DE102011078225B4 - Method of producing texture seeds for a piezoceramic material from Molten Salt Synthesis (MSS) - Google Patents

Abstract

Process for the preparation of sodium niobate (NN) texture target germs in a two-stage Molten Salt Synthesis (MSS), wherein in a first process step a molten salt intermediate is made having a layered structure comprising a number of layers of metal NaNbO3 -Keimvorstufen is separated by an interposition of another metal oxide, and then in a second process step, a topochemical conversion (TMC), by which the NN-texture target germs are produced, wherein for topochemical conversion as starting material either metal NN seed precursors with varying Number of layers of NaNbO3 seed precursors between the layers of the other metal oxide, so-called non-phase pure metal NN seed precursors, and / or a mixture of phase-pure metal NN seed precursors are used, only by the number of Perowskitlagen between differentiates between the liners.

Description

The invention relates to lead-free, piezoceramic texture nuclei and to a method for producing these texture nuclei via Molten Salt Synthesis.

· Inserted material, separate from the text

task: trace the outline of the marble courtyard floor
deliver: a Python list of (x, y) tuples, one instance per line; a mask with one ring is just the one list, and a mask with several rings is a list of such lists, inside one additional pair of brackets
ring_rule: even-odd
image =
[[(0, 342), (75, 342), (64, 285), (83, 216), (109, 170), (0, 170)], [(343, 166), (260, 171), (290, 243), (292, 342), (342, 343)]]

Piezoceramic materials based on the binary mixed system of lead zirconate and lead titanate, so-called lead zirconate titanate ceramic (Pb (Ti, Zr) O ₃ , PZT), are used because of their very good mechanical and piezoelectric properties, for example high Curie temperature T _c of over 300 ° C or high d ₃₃ coefficient in the large and small signal range, used in many areas of technology. Piezoelectric components with these materials are, for example, bending transducers, multilayer actuators and ultrasonic transducers. These components are used in actuators, medical technology, ultrasound technology or automotive engineering.

With the entry into force of the Restriction of Hazardous Substances (RoHS) directive in 2006, the legally permitted levels of heavy metals in electrical and electronic components within the European Union (EU) were severely restricted. This also applies to the piezoelectric components described above. The use of components with PZT as a piezoceramic material is currently only possible through a temporary EU exemption.

With regard to an improved environmental performance is for example from the US Pat. No. 7,101,491 B2 a promising lead-free, phase-pure piezoceramic material with good piezoelectric properties known. The material consists of a perovskite phase based on potassium niobate (KNN). In particular, textured lead-free CNN piezoceramics have performance data comparable with respect to PZT. The texturing can be achieved by introducing monocrystalline NN nuclei into a polycrystalline KNN matrix with subsequent thermal processing. The production of high-quality NN seeds is a necessary prerequisite for a successful texturing of the KNN ceramics.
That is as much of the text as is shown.